On fixed-wing aircraft, the angle of incidence (sometimes referred to as the mounting angle) is the angle between the chord line of the wing where the wing is mounted to the fuselage, and a reference axis along the fuselage (often the direction of minimum drag, or where applicable, the longitudinal axis). The angle of incidence is fixed in the design of the aircraft, and with rare exceptions, cannot be varied in flight.
The term can also be applied to horizontal surfaces in general (such as canards or horizontal stabilizers) for the angle they make relative the longitudinal axis of the fuselage.
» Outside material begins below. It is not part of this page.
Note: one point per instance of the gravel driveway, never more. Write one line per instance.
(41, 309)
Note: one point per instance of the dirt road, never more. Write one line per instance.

The figure to the right shows a side view of an airplane. The extended chord line of the wing root (red line) makes an angle with the longitudinal axis (roll axis) of the aircraft (blue line). Wings are typically mounted at a small positive angle of incidence, to allow the fuselage to have a low angle with the airflow in cruising flight. Angles of incidence of about 6° are common on most general aviation designs. Other terms for angle of incidence in this context are rigging angle and rigger's angle of incidence. It should not be confused with the angle of attack, which is the angle the wing chord presents to the airflow in flight. Note that some ambiguity in this terminology exists, as some engineering texts that focus solely on the study of airfoils and their medium may use either term when referring to angle of attack. The use of the term "angle of incidence" to refer to the angle of attack occurs chiefly in British usage.